La violencia de las calles desacredita al movimiento de los indignados. Que tendrán sus razones para cabrearse, pero que las pierden desde el momento en que emprenden la tradición parisina de la barricada, el adoquín y el coche en llamas.
Compadecemos a Macron porque tiene que enfrentarse no ya a sus promesas milagreras, sino a un movimiento abstracto, heterogéneo. Que no tiene líder ni ideología. Que no se sabe exactamente lo que reivindica. Y que se identifica exclusivamente con el chaleco que llevamos en el maletero para cambiar la rueda.

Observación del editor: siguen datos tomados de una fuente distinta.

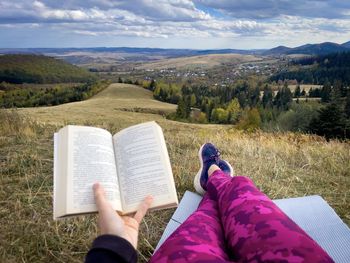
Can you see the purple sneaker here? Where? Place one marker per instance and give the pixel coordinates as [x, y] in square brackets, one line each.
[209, 155]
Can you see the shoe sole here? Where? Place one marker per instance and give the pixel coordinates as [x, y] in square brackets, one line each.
[196, 181]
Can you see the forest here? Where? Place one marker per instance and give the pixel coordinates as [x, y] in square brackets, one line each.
[319, 69]
[52, 81]
[40, 69]
[252, 104]
[48, 96]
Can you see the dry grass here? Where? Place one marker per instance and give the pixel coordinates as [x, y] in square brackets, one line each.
[282, 165]
[205, 61]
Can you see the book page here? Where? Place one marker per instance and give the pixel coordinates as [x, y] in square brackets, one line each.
[92, 160]
[143, 166]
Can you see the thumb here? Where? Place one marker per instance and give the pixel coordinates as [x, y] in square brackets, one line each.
[144, 206]
[100, 198]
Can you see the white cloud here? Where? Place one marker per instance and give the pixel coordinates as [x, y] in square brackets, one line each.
[173, 20]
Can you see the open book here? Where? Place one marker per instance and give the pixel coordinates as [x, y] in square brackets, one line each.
[130, 165]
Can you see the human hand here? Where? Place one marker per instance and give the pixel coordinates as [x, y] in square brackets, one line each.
[111, 223]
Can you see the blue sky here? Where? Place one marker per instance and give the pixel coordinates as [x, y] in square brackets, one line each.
[197, 24]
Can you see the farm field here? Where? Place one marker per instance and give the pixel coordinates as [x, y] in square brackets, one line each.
[281, 164]
[206, 61]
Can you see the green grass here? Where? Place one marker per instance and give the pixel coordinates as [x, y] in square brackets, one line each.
[282, 165]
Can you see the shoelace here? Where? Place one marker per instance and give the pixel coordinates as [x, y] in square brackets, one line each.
[216, 156]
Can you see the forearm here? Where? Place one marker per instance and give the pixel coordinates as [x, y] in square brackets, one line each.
[111, 248]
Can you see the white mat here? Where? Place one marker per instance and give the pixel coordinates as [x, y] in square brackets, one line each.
[311, 213]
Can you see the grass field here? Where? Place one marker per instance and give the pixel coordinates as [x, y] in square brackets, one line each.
[282, 165]
[205, 61]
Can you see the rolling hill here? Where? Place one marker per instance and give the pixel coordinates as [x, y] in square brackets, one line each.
[282, 165]
[40, 69]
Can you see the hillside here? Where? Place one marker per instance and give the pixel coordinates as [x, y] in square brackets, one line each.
[309, 49]
[282, 165]
[319, 69]
[204, 61]
[39, 69]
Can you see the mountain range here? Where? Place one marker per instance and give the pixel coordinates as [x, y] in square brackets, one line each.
[308, 49]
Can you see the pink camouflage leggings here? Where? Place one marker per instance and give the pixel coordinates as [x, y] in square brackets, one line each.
[235, 222]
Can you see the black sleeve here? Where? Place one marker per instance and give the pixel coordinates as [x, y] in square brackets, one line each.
[110, 248]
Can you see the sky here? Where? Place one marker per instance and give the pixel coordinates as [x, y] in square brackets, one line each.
[193, 24]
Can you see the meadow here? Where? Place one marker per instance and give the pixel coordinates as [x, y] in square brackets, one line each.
[281, 164]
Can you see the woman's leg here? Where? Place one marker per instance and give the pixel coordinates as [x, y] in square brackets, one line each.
[255, 228]
[199, 239]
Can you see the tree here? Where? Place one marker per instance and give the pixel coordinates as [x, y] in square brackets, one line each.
[250, 121]
[234, 111]
[283, 98]
[193, 100]
[347, 106]
[219, 115]
[152, 85]
[326, 92]
[331, 122]
[297, 92]
[267, 97]
[181, 109]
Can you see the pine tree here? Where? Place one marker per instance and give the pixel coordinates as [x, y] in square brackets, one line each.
[267, 97]
[326, 92]
[181, 109]
[331, 122]
[297, 92]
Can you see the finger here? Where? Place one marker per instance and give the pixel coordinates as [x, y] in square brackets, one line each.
[100, 198]
[143, 208]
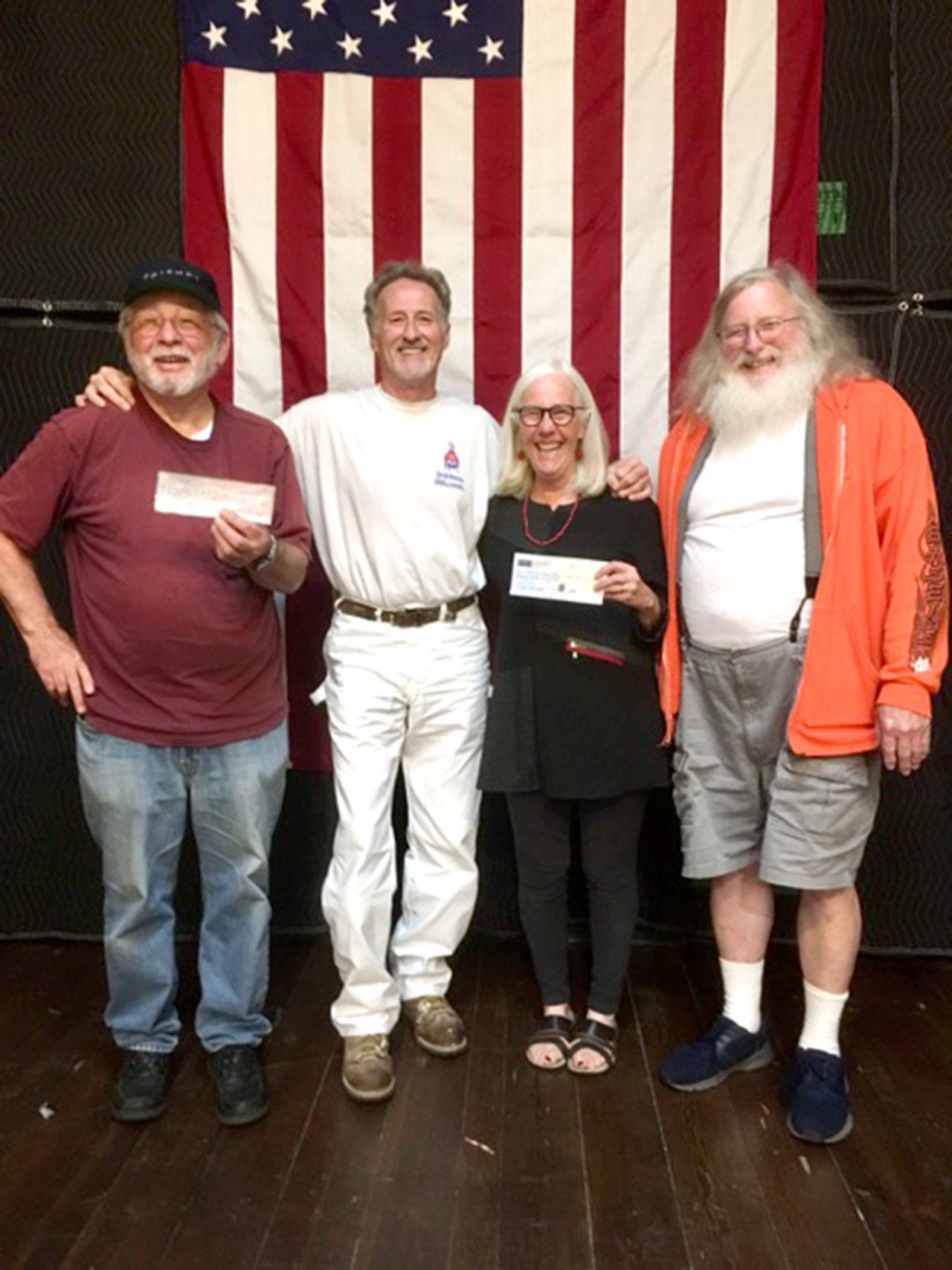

Es una marea descriptiva de la Francia periférica no en sentido geográfico sino conceptual. Trabajadores sin trabajo, desheredados de la globalización, víctimas de la desigualdad, desposeídos del contrato social, pero también estudiantes, pensionistas, funcionarios, ultras, reventadores. Una marea en la que tratan de navegar Marine Le Pen y Melenchon, la extrema derecha y la extrema izquierda, para apropiarse de la sublevación y ofrecer las soluciones sentimentales.
Macron subestimó la protesta y ha terminado cediendo a las primeras reclamaciones, o sea, no subir la tasa de carburantes, pero la capitulación del jefe del Estado, subordinada a una réplica del 50 aniversario del mayo del 68, demuestra que los chalecos amarillos, sin nombre, van a impedirle llevar a cabo las grandes e incómodas reformas, no digamos las de las pensiones o las de la educación, o de la del seguro del desempleo.
La turba amarilla ha secuestrado al presidente de Francia, teniendo como tiene el todo el poder presidencial y la mayoría absoluta del parlamento, pero no se puede sustraer Macron de la expectativa que él mismo se había creado, ungiéndose presidente en la pirámide del Louvre y mirando de reojo la estatua ecuestre de Luis XIV.